Creating Healthy Ties with In-Laws and Extended Families



I’m finding that I have a lot to say about this weeks study on creating Healthy Ties with In-Laws.  My husband and I have been married for 12 years, and the things I would say about this topic have grown and evolved over the years.  Not to say that I know more now than I did ten years ago, but experience has given me a very different view over the years.

My husband and I were both born and raised in the city that we currently live now, and we both have a very involved extended family.  We’ve never moved away except for when my husband left for his mission.  We dated for two years before we married, so we knew each other and our families very well.  My husband is the oldest in his family, and he was the first to get married as well.  Once we got engaged things changed in some ways with his family, and by the time we married we got the full taste of sharing every holiday, going to every birthday party, celebration, and Sunday dinner.  To say is was exhausting is an understatement, and to say it was hard is laughable!  We choose as a couple to create firm boundaries as far as it goes with both sets of In-Laws.  We were united in this but it did not make the situation easier.

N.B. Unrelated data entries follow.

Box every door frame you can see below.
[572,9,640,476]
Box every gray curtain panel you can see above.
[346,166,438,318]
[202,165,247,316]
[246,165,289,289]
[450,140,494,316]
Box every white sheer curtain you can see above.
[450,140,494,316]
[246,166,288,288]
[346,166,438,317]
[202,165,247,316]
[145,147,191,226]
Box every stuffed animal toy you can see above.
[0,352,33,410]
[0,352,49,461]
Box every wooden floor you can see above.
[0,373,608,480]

Over the years siblings on both sides have gotten married and other members have joined the family.  Children came and once again changed and dynamics throughout the family.  I have witnessed relationship struggles due to many things that are mentioned by James and Harper in their chapter about Healthy Ties.  One thing that was mentioned that I completely agree with is, “Daughters-in-law who use husbands as mediators with mothers-in-law often make their own marriage and their relationship with the mother-in-law worse”.  Over the twelve years of marriage, I can attest to this most!  I spent many years saying, “it’s your family, you deal with them” but in reality I expected him to deal with them exactly the way I wanted him to, not the way he wanted or needed to.  I would tell him what I wanted done, and I’d ask detailed questions about how it went and I’d say what I thought of the situation (that I choose not to be “involved” in).  My poor husband, he tried to make everyone happy, but it just simply wasn’t happening, because he was the only one trying, everyone was complaining and blaming the other.



I’m not sure what exactly happened but the last few years have changed for me.  I now place a greater importance on the fact that my husband loves his family, they will always be his family, and I needed to show my love to him by putting an effort into my relationship with his family.  Having children has helped this experience with my In-Laws as well, but the biggest thing that has helped both my marriage and my relationship with my In-Laws is not pushing my husband in the middle of us all.  It is far better to be next to him in as many things that we can.  It gives us strength, gains unity, and shows each other respect with in our marriage.